Across 4 synthetic and 3 real-world applications (Audio, Sleep Staging, Machine Fault Diagnosis), TimeSliver consistently leads in identifying influential temporal segments, scoring approximately 11% higher than the runner-up. Attribution quality remained stable regardless of binning strategies (SAX / ABBA / SFA), confirming that the interpretability of symbolic-linear combinations is localized in the architecture, not the discretization choice.
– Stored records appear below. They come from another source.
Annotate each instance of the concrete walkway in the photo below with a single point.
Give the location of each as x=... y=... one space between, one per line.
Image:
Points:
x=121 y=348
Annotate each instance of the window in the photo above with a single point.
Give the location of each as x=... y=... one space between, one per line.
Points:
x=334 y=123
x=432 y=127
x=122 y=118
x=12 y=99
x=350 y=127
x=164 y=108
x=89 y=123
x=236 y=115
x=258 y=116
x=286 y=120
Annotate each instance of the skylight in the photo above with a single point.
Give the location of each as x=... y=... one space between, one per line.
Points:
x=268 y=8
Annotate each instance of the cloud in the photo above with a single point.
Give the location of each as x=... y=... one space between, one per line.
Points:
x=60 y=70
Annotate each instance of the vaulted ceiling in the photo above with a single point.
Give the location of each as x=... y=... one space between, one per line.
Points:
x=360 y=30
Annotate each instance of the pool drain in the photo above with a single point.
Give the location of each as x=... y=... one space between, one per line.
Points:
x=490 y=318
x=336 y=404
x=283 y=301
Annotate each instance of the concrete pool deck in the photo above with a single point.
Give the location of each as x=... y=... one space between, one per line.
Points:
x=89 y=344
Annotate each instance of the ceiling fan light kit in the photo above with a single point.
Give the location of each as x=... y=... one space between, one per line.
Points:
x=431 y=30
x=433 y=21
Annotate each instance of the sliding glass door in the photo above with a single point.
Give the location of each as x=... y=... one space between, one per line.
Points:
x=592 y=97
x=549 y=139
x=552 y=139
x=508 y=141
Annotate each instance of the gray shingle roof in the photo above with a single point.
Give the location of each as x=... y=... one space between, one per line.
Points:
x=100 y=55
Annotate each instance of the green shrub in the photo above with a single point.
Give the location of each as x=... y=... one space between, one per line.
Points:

Main Results (26 UEA Benchmarks)

Method Mean Accuracy Interpretability
Various SOTA Best None
TimeSliver -2% (Equal) Strong

On 26 multivariate UEA tasks, TimeSliver's accuracy falls within 2% of SOTA models, proving that integrating interpretability into a linear architecture does not necessarily sacrifice classification capability.

Key Findings

  • Linear combinations do not sacrifice predictive power \(\to\) Interpretability and performance are not mutually exclusive.
  • Positive/negative attribution \(\to\) Reveals "supporting" vs. "opposing" segments \(\to\) Richer than single attribution.
  • Symbolic abstraction \(\to\) Ignores irrelevant fluctuations \(\to\) Focuses on structural patterns.
  • Cross-domain consistency \(\to\) Effective for audio, sleep, and fault diagnosis.

Highlights & Insights

  • "Linearity as a Guarantee": Instead of approximating attribution with complex methods, the linear architecture ensures precise attribution by design.
  • Informativeness of Signed Attribution: Knowing "where is important" is insufficient; knowing "where supports and where opposes" provides a holistic decision map.
  • Elegance of Symbolic Abstraction: Binning simplifies numerical noise, allowing the model to focus on structural shapes, mirroring human-like temporal understanding.
  • Pareto Frontier of Prediction-Interpretability: TimeSliver performs well on both axes rather than trading one for the other.

Rating

  • Novelty: ⭐⭐⭐⭐ Innovation in symbolic-linear decomposition architecture.
  • Experimental Thoroughness: ⭐⭐⭐⭐⭐ 7 attribution datasets + 26 UEA benchmarks + 12 baselines.
  • Writing Quality: ⭐⭐⭐⭐ Clear conceptualization of interpretability.
  • Value: ⭐⭐⭐⭐ Significant contribution to explainable time series analysis.